Capitals’ Holtby refuses to flinch

He doesn’t even flinch.

After shoving Boston Bruins forward Rich Peverley out of his crease and onto the ice in the biggest game of his young life, Braden Holtby stands tall, arms folded, and stares right at Peverley as the frustrated centre picks himself up, rears back his stick and slices the lumber through the Garden air directly at Holtby’s midsection.

Like a poker shark calling some dead money’s bluff, Holtby remains still and confident, glaring at his opponent through his face mask. Peverley checks his swing a couple inches before making contact and folds his hand.

“He’s in beast mode,” Joel Ward, the Washington Capitals Game 7 overtime hero, said of his teammate.

If there is one highlight from the opening-round classic played out between the reigning champs and the suddenly serious seventh seed that best encapsulated the emergence of the Capitals’ rookie netminder it was this moment, not one of his 233 saves — the most pucks stopped by any goaltender thus far in the playoffs.

The scene has, of course, already been turned into a masterful gif.

Red-and-white and green all over, the 22-year-old Holtby has now played the same number of regular-season games as he has postseason games this year in the NHL. That would be seven.

With the first two options on the Capitals’ depth chart, Tomas Vokoun and Michal Neuvirth, out with injury, third-stringer Holtby was summoned from the AHL’s Hershey Bears. A long shot to outduel the defending Conn Smythe and Vezina winner at the opposite end of the rink, Holtby (.940 save percentage) has been equal parts spectacular and unflappable, besting Tim Thomas in the closest NHL playoff series ever contested. All seven Bruins-Caps games were decided by a single goal, a league first; four of them needed overtime, one needed double.

Frustrating playoff poolies to no end, Holtby shutout Milan Lucic and Patrice Bergeron all series and held 20-goal-scorers David Krejci, Chris Kelly and Brad Marchand to a single marker each.

If Holtby came into the postseason lacking experience, he is trying to make up for it, leading all NHL players with 449:15 of ice time.

Drafted by Washington 93rd overall in 2008, the Lloydminster, Sask. native made his NHL debut against the Bruins back on Nov. 5, 2010, replacing Neuvirth with 10 minutes left in the third period. Holtby stopped all four shots he faced in relief, the Caps in front of him scored twice, and the kid’s first win proved to be foreshadowing.

Despite posting better numbers in the bigs (10-2-2, two shutouts, 1.79 GAA, .934) during his 14 NHL appearances in 2010-11 than he had in any of his seasons with the AHL Bears or the WHL’s Saskatoon Blades, Holtby was returned to Hershey in March 2011. Only injury, and not Washington’s underachieving regular season, gave cause for him to return.

The last rookie netminder to win a Game 7 before Holtby did on Wednesday, when Ward potted the 2-1 OT clincher, was the Buffalo Sabres’ Steve Shields in 1997 versus the Ottawa Senators. But starting rookies when it counts is what the modern-day Capitals do.

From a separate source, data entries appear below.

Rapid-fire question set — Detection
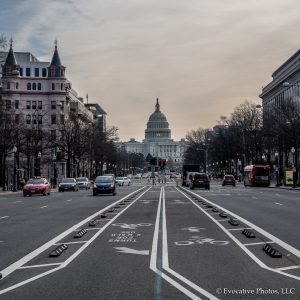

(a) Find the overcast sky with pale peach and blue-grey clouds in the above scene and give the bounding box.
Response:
[0,0,300,141]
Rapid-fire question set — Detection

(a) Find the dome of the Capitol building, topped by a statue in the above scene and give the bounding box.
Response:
[145,98,171,141]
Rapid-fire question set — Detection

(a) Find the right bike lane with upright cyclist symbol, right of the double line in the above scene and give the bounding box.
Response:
[162,188,300,299]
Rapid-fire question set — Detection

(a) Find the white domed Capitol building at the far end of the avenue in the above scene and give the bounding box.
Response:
[123,98,186,165]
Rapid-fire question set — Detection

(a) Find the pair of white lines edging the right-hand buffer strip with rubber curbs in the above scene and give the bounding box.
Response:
[176,188,300,280]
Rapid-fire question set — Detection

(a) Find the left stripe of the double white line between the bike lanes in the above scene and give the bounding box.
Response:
[150,188,201,300]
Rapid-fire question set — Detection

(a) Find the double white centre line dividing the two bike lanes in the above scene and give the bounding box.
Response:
[150,187,218,300]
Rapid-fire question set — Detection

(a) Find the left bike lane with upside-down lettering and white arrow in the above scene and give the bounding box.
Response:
[0,187,191,300]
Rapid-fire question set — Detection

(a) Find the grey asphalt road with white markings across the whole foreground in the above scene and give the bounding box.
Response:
[0,181,300,300]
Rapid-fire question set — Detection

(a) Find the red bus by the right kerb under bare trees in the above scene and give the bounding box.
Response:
[244,165,271,186]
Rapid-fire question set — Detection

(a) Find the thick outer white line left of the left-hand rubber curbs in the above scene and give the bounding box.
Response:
[0,187,148,280]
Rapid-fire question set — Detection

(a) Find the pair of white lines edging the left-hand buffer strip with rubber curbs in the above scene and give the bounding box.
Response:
[0,187,151,295]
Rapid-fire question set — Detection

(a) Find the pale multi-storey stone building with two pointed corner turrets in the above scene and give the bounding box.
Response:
[0,41,106,186]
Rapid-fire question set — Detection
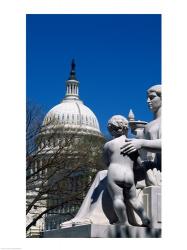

Over the last four postseasons, Washington rookie goalies have claimed all of the franchise’s 18 victories. Semyon Varlamov had 10, Neuvirth four, and now Holtby has four and counting. All other NHL clubs combined during the last four years have only 15 wins attributed with freshmen between the pipes.

While the headlines of the opening round have featured a heaping dose of the negative – Increase in suspensions! Blind referees! Collapse in Vancouver! Racist tweeters! – the performance of a young unlikely superstar is refreshing.

“My type of fun is intensity, is big games, big moments,” Holtby told the Washington Post after Game 4. His 44-save show in that contest was the most by a rookie since Ken Dryden’s 46-save gem against Boston in 1971. “I might not show it on my face, but that’s the way I’ve always been. I’ve always had the most fun when I’m battling and competing.”

With Washington headed to Round 2, Holtby’s now glaring at a lot more fun. Don’t bet on him to blink.